Mysql – Performance impact MySQL replication vs table-synchronisation script

MySQL

Currently I am considering implementing a MySQL table replication solution for a client, this client has 2 servers in 2 different locations:

  • Server 1 running an application with mysql databases (Running Ubuntu 14.04 LTS)
  • Server 2 has a PHP webserver frontend to serve it's customers with a website and customer panel (also Ubuntu, same version).

The databases on server 1 total around 2.5 GB in size.
The servers are in different data centers but within 5ms latency of one another both with gigabit uplinks and heavy dataplans.

Currently the webserver(2) relies completely on the availability of the application server (1). Though this is essential it does mean that the webserver is effectively useless in case of maintenance or unscheduled downtime, the client does not wish to synchronize the databases to both locations but would allow the synchronization of a single table of account login data (just the one table, no other tables from the same database) to at least keep the bare functionality of the website intact.

Now the 2 options I currently am considering are:
A. Setting up MySQL Replication Master->Slave setup for this table
B. Using a "smart/efficient" table sync script (https://www.percona.com/doc/percona-toolkit/2.1/pt-table-sync.html)

My consideration is also that the binary log of the application mysql server is around 8.5Gb a day and I was unable to find out the exact performance impact of this is on replication. I can say that the table of which I speak is 88MB and has around ~250.000 rows. The daily changes to the account table I wish to synchronize are very minor, I expect less than 1000 rows a day).

I am currently leaning towards option B because

  • It would avoid future issues on mysql version conflicts between servers (which I do not both manage for the client)
  • The amount of data changes are rather light on the specific table I wish to synchronize.
  • The methods MySQL offered to synchronize just specific tables seemed to fall short as the replication technology puts more emphasis for use as a full replication solution (in this my fear that big binary logs would have a negative impact based on mysql forum/article comments)
  • "to the second" data accuracy is not an concern for the client, a sync every hour would already suffice (his words).

My question then of course is if anyone can provide information on if option A or B (or another) would be preferred in this scenario and more importantly why?

Please note: I aim to keep the core setup which the client runs intact, the application or web server cannot switch to another database engine.

Best Answer

First of all about Variant A:

  1. Size of bin-log will not affect to performance if You will use filter to replicate only selected tables, and even if You will replicate all - it also normally not a problem. For compare we replicate 20Gb (and more) between datacenter with real-time loading (telecom)
  2. Keep version of Source and Target Server same - it good practice even if You choose Variant B - it avoid many other troubles

About Variant B - I personally look for tools similar pt-table-sync as for excellent but occasional tools in Your toolbox, and not for permanent solution. I can not explain drawbacks, it just personal vision

Variant C: Tools like - SymmetricDS

Variant D: I personally actively work now with CDC variants, when You parse bin-logs and ship them to subscriber over message queue.

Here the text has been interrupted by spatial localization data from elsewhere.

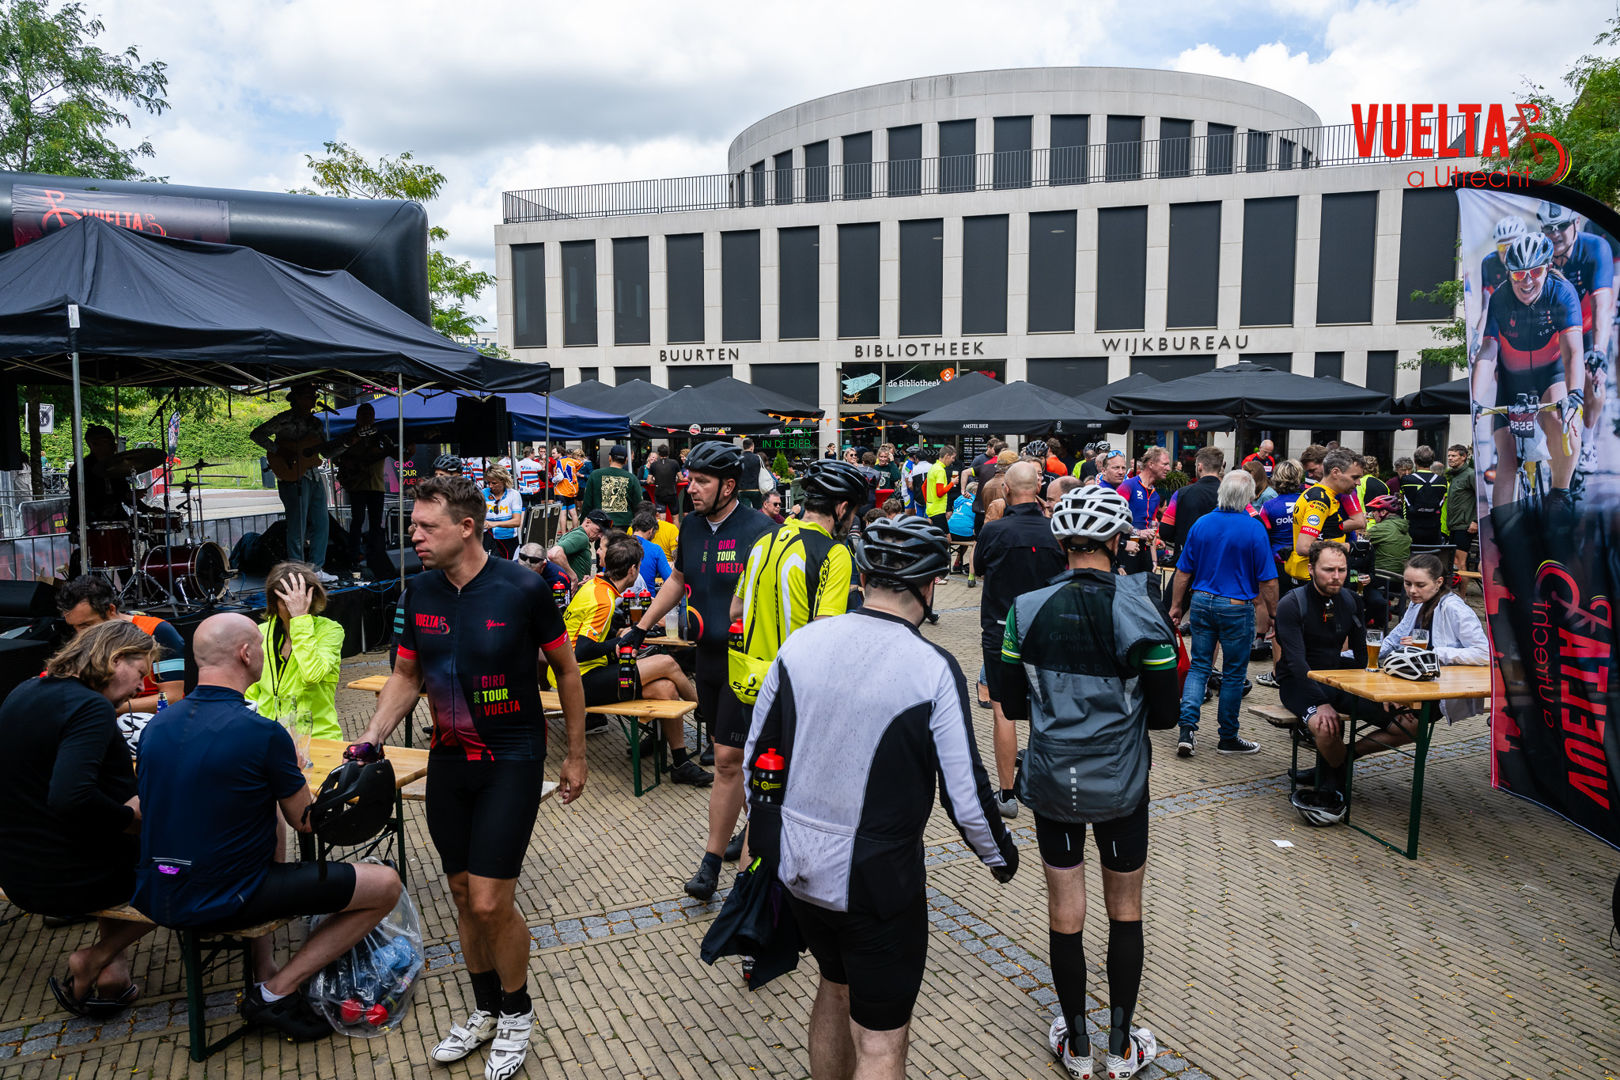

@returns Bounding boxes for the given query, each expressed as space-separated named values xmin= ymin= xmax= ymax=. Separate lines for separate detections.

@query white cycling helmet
xmin=1493 ymin=216 xmax=1529 ymax=245
xmin=1291 ymin=788 xmax=1347 ymax=827
xmin=1536 ymin=200 xmax=1580 ymax=230
xmin=1051 ymin=484 xmax=1135 ymax=544
xmin=1380 ymin=644 xmax=1440 ymax=682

I have tested under loading at least 2 working solution (really it more for now):

  1. StreamSets
  2. Maxwell + Talend
  3. Very interesting for some reasons - MariaDB MaxScale, but have not a time for make it work

I personally like this because:

  1. have a lot of integration projects
  2. not always source and target system same. Most resent in my case - MySQL to Redshift, DB2
  3. It also allow realise "event-based" integration - fire Sub-Job when specific data changed
  4. Have more than 1 subscriber with the same producer

Edited for add answer for question in comments:

The problem as medal have 2 (and more) sides:

  1. Size of binary-logs - this is objective, but with good network it not a issue. for make shipping faster You can enable compression - see more
  2. Time what Slave need to apply all changes from Master. Even if You enable multithread slave it still slower than on Master, and by default with single thread it could be a problem with very high amount of changes on Master.

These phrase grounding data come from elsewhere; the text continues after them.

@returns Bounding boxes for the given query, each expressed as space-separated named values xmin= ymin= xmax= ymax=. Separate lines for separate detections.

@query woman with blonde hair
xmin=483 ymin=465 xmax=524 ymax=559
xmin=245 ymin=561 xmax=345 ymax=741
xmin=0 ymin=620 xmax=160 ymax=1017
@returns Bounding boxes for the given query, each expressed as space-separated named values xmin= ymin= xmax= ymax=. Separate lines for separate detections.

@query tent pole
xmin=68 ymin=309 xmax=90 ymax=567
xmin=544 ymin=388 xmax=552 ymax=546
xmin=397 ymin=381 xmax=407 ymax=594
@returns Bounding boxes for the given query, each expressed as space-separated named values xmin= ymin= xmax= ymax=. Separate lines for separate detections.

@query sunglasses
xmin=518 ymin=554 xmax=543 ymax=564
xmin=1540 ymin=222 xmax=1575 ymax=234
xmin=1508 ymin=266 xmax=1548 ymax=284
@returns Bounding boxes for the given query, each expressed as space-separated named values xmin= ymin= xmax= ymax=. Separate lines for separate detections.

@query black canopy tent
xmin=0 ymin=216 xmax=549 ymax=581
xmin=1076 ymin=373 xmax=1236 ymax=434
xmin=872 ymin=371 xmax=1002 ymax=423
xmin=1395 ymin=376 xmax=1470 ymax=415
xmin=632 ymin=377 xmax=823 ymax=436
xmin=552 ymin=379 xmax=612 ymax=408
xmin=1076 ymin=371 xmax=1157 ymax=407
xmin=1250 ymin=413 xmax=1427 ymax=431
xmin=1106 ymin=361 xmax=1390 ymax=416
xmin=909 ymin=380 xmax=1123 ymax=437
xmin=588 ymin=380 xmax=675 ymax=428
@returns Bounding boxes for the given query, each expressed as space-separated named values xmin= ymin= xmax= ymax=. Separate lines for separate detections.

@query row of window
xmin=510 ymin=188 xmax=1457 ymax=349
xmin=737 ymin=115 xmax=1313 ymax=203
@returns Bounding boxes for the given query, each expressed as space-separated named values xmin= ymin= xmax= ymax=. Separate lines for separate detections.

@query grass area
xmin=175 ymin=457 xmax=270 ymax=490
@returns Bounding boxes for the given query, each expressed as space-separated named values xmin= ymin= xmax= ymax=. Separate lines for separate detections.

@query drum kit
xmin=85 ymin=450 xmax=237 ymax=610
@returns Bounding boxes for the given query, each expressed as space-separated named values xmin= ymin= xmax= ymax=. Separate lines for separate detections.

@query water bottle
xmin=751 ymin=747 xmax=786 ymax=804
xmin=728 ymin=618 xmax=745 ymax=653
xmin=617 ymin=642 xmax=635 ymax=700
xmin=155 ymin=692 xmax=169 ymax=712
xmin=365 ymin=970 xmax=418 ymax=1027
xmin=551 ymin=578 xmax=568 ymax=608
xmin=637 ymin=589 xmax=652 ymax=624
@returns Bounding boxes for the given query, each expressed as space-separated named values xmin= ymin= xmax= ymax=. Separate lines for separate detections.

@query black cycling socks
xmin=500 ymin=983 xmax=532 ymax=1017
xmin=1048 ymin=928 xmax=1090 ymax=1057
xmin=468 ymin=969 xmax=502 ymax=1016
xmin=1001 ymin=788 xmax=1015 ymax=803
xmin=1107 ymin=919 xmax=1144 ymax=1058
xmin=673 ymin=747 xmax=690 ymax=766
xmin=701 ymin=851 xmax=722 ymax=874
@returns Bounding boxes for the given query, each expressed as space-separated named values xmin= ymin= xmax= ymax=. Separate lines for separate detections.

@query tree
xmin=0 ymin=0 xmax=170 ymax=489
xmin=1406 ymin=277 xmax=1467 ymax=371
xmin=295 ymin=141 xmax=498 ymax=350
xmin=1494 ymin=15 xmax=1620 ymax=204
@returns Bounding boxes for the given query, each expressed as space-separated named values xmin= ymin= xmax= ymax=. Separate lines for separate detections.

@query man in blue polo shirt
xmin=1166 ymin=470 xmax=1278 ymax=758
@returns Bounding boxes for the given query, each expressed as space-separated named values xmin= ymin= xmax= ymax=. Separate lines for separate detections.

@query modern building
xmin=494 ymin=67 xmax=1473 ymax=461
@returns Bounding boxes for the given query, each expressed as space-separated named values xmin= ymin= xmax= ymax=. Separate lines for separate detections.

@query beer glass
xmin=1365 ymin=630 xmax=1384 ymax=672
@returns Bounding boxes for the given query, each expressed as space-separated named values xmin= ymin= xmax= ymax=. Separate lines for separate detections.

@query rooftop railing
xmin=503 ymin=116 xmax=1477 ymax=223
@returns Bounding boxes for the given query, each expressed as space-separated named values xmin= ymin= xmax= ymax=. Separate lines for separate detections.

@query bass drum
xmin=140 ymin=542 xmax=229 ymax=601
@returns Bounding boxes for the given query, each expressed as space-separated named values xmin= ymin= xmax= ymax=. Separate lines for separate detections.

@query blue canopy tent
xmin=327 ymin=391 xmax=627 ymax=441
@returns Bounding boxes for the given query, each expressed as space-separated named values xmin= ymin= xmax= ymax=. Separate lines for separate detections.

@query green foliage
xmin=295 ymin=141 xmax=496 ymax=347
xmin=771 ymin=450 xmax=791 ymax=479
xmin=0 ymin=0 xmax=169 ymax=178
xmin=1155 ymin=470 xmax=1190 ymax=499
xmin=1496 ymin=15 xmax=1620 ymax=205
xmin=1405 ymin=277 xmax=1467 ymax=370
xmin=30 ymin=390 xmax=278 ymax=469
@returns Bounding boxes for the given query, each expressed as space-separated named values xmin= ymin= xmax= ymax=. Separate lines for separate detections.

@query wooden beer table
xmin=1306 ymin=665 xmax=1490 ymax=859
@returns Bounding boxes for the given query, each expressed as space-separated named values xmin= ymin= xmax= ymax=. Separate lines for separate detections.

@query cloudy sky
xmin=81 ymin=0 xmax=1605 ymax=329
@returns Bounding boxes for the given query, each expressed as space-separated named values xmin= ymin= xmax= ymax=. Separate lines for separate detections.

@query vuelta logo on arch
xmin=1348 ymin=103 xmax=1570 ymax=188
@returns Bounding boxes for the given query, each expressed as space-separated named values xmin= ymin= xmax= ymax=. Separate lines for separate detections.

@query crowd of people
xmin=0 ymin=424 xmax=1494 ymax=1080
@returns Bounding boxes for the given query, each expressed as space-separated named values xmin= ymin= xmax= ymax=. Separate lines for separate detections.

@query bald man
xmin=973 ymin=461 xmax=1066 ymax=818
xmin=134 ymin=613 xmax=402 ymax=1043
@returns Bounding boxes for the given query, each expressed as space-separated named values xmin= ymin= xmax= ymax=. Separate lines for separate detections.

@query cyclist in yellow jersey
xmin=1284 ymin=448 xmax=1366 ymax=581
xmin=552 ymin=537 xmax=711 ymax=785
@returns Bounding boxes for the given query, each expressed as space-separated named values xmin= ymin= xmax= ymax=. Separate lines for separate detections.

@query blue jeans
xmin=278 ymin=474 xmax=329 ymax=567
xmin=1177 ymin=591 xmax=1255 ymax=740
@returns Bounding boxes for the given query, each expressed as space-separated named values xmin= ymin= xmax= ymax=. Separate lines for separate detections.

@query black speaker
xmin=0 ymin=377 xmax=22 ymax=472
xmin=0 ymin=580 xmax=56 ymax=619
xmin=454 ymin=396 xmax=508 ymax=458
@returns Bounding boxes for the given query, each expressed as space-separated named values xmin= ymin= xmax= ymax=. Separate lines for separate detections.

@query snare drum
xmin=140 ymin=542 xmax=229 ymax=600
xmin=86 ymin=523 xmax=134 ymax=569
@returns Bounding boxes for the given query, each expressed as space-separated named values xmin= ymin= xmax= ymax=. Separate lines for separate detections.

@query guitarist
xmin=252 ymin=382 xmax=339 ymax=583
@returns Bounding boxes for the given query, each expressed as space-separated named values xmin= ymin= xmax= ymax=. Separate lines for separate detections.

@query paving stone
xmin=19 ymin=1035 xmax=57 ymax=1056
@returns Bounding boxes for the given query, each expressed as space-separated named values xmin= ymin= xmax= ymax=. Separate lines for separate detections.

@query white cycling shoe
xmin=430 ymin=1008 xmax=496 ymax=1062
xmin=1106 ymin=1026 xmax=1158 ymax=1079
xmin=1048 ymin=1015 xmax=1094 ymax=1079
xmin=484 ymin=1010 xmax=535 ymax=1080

But as I wrote You can enable filter on Slave side for reduce number of monitored objects - replicate-do-table and Slave will ignore all other changes and apply only for this table (this is case of more wide filter - replicate-do-db), You can repeat this settings for several tables, or use wildcards

Filter logic diagram

Any solution have and benefits and drawbacks, I will prefer Replication because it will apply updates "on the fly" but not only when I run the external program.